The new VMware Virtual SAN (or vSAN) 6.6 adds several enchaments and new features as described in the announce notes.
Most of those aspects are related to data and cluster resiliency (as expected by a storage solution), including:
- stretched clusters with local site protection
- new degraded device handling (DDH) feature that intelligently monitors the health of drives and proactively evacuates
- more intellingent rebuilds
- increase the availability of management tools so that clusters can be managed also when vCenter is down
The first one is probably one of the most important for data resiliency in a metro cluster: stretched cluster feature has already been proven in previous version, but now vSAN 6.6 provide both storage redundancy within a site AND across sites at the same time. Without the needs to change cluster configuration!

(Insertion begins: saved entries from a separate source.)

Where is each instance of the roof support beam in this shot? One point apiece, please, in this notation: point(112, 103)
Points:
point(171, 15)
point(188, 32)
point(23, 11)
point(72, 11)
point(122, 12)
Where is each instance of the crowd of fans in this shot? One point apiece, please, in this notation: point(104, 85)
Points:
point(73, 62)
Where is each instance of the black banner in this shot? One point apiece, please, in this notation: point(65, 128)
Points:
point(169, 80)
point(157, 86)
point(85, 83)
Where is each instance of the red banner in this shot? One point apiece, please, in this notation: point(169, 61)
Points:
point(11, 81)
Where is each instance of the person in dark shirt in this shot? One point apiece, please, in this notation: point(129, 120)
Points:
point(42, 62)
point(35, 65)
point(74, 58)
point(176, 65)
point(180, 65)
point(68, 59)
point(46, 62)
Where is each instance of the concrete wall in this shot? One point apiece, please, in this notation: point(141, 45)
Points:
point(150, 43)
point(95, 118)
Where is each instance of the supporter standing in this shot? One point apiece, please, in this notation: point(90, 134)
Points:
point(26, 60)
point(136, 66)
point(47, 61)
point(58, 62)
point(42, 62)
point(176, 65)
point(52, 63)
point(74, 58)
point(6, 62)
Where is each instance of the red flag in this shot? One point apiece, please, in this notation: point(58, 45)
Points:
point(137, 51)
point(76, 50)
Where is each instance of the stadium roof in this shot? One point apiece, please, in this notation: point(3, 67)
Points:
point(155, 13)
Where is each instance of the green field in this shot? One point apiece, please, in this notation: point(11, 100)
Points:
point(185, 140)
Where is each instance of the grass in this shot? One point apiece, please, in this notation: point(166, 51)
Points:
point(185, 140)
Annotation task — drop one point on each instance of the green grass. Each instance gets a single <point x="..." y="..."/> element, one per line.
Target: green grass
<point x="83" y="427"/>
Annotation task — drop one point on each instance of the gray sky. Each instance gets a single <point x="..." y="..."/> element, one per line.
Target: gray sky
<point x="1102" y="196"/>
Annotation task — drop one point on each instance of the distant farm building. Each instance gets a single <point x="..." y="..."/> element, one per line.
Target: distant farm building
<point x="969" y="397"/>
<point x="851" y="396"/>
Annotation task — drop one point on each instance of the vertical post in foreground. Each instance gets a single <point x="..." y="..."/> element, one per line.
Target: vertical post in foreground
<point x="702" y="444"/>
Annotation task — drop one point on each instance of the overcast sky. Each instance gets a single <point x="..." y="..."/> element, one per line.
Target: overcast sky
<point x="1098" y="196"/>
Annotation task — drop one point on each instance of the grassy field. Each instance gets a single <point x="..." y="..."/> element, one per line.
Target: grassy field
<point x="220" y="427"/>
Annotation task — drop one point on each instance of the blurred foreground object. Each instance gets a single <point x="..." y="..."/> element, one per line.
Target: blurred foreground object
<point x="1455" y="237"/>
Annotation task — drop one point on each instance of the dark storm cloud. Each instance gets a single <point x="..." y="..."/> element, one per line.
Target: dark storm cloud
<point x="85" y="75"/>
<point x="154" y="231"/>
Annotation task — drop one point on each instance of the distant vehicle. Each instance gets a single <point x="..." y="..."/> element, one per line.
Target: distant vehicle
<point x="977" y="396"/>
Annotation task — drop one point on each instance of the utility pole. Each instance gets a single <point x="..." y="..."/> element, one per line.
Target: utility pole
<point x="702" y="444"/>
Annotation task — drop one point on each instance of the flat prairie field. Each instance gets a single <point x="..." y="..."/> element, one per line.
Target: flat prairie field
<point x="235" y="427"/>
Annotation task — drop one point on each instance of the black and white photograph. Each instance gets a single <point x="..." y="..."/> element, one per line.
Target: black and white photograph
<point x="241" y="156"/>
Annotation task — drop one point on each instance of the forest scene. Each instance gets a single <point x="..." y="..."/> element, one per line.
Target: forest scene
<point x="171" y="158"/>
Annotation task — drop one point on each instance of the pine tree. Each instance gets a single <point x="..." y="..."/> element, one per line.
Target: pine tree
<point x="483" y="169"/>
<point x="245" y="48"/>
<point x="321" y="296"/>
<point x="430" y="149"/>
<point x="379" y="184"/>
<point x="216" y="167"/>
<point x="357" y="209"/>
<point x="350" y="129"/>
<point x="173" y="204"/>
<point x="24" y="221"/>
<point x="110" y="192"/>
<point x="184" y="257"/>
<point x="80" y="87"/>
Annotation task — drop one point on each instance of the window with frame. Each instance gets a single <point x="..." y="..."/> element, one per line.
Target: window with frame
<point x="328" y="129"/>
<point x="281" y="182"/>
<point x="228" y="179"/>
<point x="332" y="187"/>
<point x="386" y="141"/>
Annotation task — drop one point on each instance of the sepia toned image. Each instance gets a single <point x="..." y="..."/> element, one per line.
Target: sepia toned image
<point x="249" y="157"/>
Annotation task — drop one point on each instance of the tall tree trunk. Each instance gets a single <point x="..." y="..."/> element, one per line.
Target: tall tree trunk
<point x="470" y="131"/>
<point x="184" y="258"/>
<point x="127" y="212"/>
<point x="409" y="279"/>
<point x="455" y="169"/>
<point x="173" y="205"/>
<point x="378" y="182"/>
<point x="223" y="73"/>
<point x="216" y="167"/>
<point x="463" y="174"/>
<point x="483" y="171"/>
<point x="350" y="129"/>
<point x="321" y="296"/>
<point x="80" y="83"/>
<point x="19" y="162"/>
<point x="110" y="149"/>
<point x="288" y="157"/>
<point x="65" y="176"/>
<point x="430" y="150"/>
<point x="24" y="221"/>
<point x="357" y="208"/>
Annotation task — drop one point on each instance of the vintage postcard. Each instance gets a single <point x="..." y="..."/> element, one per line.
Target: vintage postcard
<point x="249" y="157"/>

Now there are two different level of protection policies:
- Primary level of failures to tolerate (PFTT): that defines the cross site protection, usually implemented as RAID-1 (two copy of the data, one in each site).
- Secondary level of failures to tolerate (SFTT): that protect data resiliency inside a single site and can be implemented as RAID-1, RAID-5 or RAID-6.
When using across sites and within site protection, data does not have to be fetched from the alternate site in the event of a host or disk failure, helping deliver greater performance along with the added layer of protection.
Actually secondary level of Failure To Tolerate only appears as a policy option when vSAN stretched cluster is enabled/configured.
But, in my opinion, this feature become relevant NOT only for metro-cluster, but also in a ROBO scenario in a two-nodes cluster where data resiliency was not strong in previous implementations: having only a network RAID1 it’s enough if hosts are fine, or if you have a single failure. But what about if you have a disk failure during a host maintenance? Or if you have two disks failure one on each host?
Maybe the second option could be rare, but the first one it’s a risk that you must consider. With this new option, I think that we will see this feature also ROBO in the the future and new reference architecture for ROBO scenario, where a second level of RAID5 can be used inside a node to provide local redoundancy and resiliency.
Also note the the witness for the cross-site protection must remain accessible (there must still be one data site and the witness site available): SFTT will not protect against the loss of a data site AND the loss of a witness.